O bom humor se faz presente nos três “tenores”: Zeca Pagodinho, Xande de Pilares e Marcelo D2 com a faixa “Bundalêlê”. Um outro ponto de destaque é a parceria do Marcelo D2 com o compositor, professor, escritor e pesquisador das macumbarias das encruzas, Luiz Antonio Simas. A composição da dupla “Para Curar a Dor do Mundo” encerra o disco após os pouco mais de 48 minutos, onde sob o clarão de Zambiapungo – o deus supremo na tradição do candomblé de origem Banto – D2 recita suas multiplicidades, os seus ancestrais diretos e os seus descendentes.
Com IBORU, que na língua yoruba significaria em tradução livre: “Que sejam ouvidas as nossas súplicas”, a obra de Marcelo D2 não cessa de caminhar em uma linha evolutiva própria. De modo reverente e humilde, o artista vem desde 98 abrindo um veio extremamente criativo e livre dentro da sua carreira solo, mas que não encontrou seguidores, para além de raps com samba aqui e ali.

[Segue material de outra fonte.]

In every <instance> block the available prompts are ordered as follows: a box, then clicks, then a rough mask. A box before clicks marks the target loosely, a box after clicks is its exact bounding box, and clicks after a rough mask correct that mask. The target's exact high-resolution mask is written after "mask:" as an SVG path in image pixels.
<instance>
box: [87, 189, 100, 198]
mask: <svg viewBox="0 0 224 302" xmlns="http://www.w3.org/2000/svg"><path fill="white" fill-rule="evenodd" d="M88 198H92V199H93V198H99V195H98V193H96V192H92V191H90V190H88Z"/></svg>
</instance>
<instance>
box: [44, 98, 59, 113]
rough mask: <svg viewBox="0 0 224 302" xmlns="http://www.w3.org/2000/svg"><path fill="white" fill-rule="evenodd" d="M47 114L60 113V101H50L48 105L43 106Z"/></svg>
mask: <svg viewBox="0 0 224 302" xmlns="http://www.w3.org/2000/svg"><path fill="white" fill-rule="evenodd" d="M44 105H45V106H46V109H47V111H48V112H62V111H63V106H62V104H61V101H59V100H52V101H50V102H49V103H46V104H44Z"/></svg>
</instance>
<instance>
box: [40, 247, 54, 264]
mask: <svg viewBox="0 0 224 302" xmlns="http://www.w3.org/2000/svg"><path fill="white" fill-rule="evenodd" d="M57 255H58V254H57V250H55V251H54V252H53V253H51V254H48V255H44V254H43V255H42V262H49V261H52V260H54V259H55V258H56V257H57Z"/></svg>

O artista carioca ao contrário dos pseudo gênios do rap nacional que não param de surgir todos os dias, vem desenvolvendo uma obra onde a singularidade das expressões musicais, a busca por novas rítmicas e nos Ngomas mais diversos, e agora mais do que nunca, com novas líricas, amplia-se a olhos vistos. O soundsystem jamaicano – pai do Rap –
que impulsionou o grave que atualmente domina o pop mundial, foi trazido às rodas de samba carioca, junto a toques de rima e flows do rap, sampleando de dentro pra fora o nosso samba, expressão maior e base da música nacional.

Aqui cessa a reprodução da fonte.